解析poj页面获取题目
页面是这样的:http://poj.org/problem?id=3334
要从这样的页面里面提取题目标题,时间限制,内存限制,题目描述,输入,输出,示例输入,示例输出,提示,来源等信息,获取必要的题目中的图片。
#coding=utf-8
from BeautifulSoup import BeautifulSoup
import urllib
import re
def getpojhtml(pid):
url = "http://poj.org/problem?id="+str(pid)

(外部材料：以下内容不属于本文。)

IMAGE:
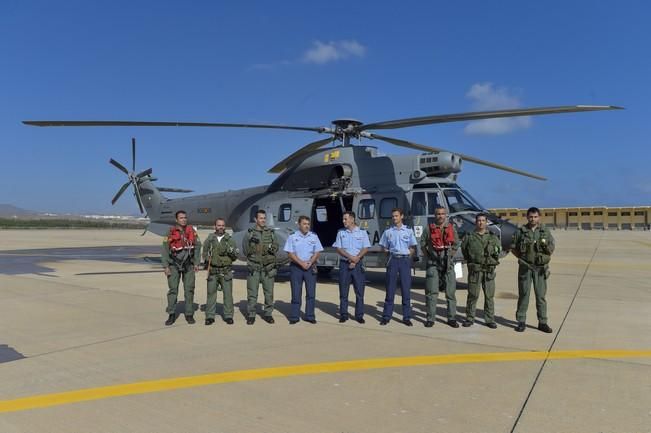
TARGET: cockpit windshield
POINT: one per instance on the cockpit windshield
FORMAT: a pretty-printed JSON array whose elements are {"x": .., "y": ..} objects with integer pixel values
[
  {"x": 460, "y": 201},
  {"x": 425, "y": 202}
]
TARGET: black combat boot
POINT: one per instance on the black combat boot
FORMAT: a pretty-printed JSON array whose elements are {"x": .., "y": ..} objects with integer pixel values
[{"x": 545, "y": 328}]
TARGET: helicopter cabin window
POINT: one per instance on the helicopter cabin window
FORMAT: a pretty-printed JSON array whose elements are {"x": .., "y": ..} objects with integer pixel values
[
  {"x": 458, "y": 202},
  {"x": 321, "y": 214},
  {"x": 254, "y": 210},
  {"x": 418, "y": 204},
  {"x": 387, "y": 205},
  {"x": 433, "y": 201},
  {"x": 366, "y": 209},
  {"x": 285, "y": 212}
]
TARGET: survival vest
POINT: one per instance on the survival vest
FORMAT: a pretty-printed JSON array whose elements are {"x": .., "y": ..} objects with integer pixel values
[
  {"x": 223, "y": 253},
  {"x": 262, "y": 246},
  {"x": 482, "y": 249},
  {"x": 441, "y": 238},
  {"x": 179, "y": 239},
  {"x": 533, "y": 246}
]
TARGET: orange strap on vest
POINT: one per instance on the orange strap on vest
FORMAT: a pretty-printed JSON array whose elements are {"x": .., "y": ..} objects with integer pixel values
[
  {"x": 441, "y": 239},
  {"x": 179, "y": 239}
]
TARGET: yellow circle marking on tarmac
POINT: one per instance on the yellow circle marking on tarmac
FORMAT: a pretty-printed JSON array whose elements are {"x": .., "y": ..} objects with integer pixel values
[{"x": 68, "y": 397}]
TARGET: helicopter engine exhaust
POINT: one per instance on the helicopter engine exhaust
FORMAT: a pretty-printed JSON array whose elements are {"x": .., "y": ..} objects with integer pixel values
[{"x": 439, "y": 163}]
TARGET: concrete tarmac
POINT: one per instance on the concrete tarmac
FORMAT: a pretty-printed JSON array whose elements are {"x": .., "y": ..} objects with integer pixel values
[{"x": 83, "y": 348}]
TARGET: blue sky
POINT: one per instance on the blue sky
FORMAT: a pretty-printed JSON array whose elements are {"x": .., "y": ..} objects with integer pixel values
[{"x": 299, "y": 63}]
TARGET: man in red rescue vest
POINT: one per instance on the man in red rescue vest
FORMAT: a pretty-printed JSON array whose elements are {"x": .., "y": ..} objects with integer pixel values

html = urllib.urlopen(url)
soup = BeautifulSoup(html)
title = soup.title.string[7:]
time_limit = soup.findAll(text = re.compile("Time Limit"))[0].next
mem_limit = soup.findAll(text = re.compile("Memory Limit"))[0].next
description = soup.findAll(text = re.compile("Description"))[0].next.contents
input = soup.findAll(text = re.compile("Input"))[0].next.contents
output = soup.findAll(text = re.compile("Output"))[0].next.contents
sim_input = soup.findAll(text = re.compile("Sample Input"))[0].next.contents
sim_output = soup.findAll(text = re.compile("Sample Output"))[0].next.contents
try:
hint = soup.findAll(text = re.compile("Hint"))[0].next.contents
except:
hint = []
try:
source = soup.findAll(text = re.compile("Source"))[0].next.contents
except :
source = []
pattern = re.compile('images/\d{4}[.\w]*')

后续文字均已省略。